If someone’s being interrogated, he or she has no time to wait a week for Trivial Pursuit: Fifty Years of James Bond. And it doesn’t need to be explained as to why one couldn’t wait for a 48-pack of toilet paper.
People have their own personal reasons why they might need their Amazon product delivered quickly.
“Probably because I’m running away from evil velociraptors and I didn’t have the proper arrow-heads for my bow to hunt them down,” said junior Alex Bru. “So some nice broadheads.”
Amazon CEO Jeff Bezos has predicted these aerial mailmen will be in use as early as 2015.
Bezos said the drones will have a 10-mile radius from the Amazon distributor, and carry up to five pounds of freight.
So if someone needs a VHS copy of Richard Simmons’ “Sweatin’ to the Oldies” (and who wouldn’t need that?) and lives in a rural area, the wait time might be up to several days.
Sophomore Belle Goodson, knows what necessity she needs ASAP.
“There are these things called ostrich pillows, where you stick your whole head in it and its got these little pockets for your hands so you can sleep face-down on a desk, but you end up looking like a weird squid,”said Goodson
The largest concern of Amazon.com and critics of this new delivery service are people shooting down the drones. Some other possible problems: the drones could fly too high, accidentally mistake a residence for an Al-Qaeda-suspected hideout, drop suddenly from the sky and hurt innocent cats, or deliver one’s “Sweatin’ to the Oldies” copy to their neighbor’s house.
“I think the obvious thing that could go wrong is the technicality problems,” said senior Eden Kovler. “It could drop packages on people’s heads as well as just fall apart and you’d have to retrieve it to fix it.”
The shooting down of packages is a real problem.
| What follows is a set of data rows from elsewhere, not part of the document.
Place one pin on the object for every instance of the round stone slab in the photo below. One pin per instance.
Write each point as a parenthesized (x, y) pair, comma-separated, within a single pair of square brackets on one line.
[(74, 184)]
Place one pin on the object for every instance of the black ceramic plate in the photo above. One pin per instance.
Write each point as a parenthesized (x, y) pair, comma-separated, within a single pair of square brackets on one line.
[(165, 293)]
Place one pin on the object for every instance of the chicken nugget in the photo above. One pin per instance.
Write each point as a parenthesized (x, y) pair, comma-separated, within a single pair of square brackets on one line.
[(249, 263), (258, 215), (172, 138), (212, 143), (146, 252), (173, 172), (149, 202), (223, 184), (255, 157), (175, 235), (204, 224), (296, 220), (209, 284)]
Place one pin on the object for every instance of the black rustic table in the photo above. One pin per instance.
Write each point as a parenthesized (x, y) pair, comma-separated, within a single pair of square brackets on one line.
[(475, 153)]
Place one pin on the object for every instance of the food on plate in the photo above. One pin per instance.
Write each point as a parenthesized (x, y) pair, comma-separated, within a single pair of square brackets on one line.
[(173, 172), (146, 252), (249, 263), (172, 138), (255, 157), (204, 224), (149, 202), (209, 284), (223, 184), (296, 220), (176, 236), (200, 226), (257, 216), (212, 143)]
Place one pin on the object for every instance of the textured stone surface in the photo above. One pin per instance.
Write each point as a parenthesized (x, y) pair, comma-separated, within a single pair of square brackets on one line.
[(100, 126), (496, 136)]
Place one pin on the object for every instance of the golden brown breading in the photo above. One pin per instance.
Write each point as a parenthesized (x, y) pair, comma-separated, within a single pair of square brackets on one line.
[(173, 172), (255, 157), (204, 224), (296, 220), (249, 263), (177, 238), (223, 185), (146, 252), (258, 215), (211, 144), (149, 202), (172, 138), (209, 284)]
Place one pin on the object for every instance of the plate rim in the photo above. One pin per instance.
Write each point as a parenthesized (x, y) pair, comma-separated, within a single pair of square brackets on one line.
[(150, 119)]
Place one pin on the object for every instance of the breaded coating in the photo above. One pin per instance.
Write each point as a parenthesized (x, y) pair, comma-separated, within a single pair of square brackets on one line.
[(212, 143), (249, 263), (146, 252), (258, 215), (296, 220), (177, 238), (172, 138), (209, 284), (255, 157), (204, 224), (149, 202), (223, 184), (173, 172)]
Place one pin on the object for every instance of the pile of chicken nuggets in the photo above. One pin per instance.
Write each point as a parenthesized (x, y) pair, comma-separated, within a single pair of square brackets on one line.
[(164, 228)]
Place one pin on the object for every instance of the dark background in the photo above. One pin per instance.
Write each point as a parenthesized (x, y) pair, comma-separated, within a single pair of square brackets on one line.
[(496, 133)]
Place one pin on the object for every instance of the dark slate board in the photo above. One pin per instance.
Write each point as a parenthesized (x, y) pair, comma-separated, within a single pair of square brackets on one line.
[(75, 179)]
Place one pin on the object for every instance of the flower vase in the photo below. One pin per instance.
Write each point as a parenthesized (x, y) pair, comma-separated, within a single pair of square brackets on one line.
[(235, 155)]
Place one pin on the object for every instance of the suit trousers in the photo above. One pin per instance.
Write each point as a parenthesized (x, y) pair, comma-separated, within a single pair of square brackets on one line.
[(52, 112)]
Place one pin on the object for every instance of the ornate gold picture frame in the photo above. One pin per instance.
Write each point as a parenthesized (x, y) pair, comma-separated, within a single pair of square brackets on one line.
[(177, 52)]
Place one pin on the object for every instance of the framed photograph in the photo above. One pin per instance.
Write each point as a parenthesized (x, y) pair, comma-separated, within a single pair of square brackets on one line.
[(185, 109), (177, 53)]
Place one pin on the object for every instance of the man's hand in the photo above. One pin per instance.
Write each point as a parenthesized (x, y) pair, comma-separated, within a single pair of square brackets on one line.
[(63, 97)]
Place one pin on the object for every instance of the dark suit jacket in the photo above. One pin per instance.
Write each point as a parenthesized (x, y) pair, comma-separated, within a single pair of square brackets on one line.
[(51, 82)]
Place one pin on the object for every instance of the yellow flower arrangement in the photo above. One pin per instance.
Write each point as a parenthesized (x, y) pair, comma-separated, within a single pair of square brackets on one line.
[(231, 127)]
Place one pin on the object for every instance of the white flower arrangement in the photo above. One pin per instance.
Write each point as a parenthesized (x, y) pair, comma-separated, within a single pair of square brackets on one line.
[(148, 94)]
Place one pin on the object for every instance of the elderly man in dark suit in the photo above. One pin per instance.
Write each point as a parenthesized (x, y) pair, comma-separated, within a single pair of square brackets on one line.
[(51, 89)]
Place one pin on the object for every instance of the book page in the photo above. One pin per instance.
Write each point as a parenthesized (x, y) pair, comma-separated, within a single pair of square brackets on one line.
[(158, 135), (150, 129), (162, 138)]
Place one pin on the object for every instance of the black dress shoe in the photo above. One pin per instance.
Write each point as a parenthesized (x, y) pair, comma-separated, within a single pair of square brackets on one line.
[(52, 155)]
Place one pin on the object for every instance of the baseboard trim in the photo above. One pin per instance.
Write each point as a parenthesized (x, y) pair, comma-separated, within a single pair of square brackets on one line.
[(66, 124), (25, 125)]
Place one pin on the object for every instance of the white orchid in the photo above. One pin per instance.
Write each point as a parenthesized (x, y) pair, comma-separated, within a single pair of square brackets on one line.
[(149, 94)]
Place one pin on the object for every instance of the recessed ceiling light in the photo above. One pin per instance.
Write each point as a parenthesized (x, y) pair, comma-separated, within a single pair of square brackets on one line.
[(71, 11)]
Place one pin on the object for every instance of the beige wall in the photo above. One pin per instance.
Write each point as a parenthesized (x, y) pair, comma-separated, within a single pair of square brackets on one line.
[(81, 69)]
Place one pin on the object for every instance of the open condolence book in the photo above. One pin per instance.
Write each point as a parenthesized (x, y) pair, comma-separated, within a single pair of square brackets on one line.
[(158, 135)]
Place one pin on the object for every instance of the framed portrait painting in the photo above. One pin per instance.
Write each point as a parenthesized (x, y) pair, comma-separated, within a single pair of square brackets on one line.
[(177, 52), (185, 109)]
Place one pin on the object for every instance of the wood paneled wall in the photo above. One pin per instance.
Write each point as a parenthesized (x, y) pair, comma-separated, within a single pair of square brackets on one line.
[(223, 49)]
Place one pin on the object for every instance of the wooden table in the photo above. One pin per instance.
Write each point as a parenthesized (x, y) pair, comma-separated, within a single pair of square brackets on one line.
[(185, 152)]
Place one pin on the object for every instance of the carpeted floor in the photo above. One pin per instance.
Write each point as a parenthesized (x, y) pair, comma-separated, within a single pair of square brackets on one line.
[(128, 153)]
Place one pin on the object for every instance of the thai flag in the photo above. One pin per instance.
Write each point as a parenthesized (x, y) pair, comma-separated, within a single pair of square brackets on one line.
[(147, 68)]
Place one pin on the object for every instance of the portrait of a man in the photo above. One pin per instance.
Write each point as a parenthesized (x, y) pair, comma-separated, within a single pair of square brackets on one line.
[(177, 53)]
If one sees something As Seen on TV, and it is lost to some jerk with a slingshot, they’re going to be pretty miffed.
People want to feel secure when they pay $900 for a signed copy of L. Ron Hubbard’s “Dianetics.” How else will they become acquainted with Xenu, the dictator of the Galactic?
These drones are a good idea, but if they are successful, what could be the consequences?
Perhaps a remote-controlled helicopter revolution, delivery from guided missile to speed up delivery.
There will be homeless tiny pilots on every corner, begging for tiny change.
And that’s just the beginning. What’s next? A real RoboCop? A time machine delivering products you haven’t even ordered yet? A woman president? A uniformed government employee delivering a package by hand at one’s doorstep?
These predictions strike terror into all who think about future advancements.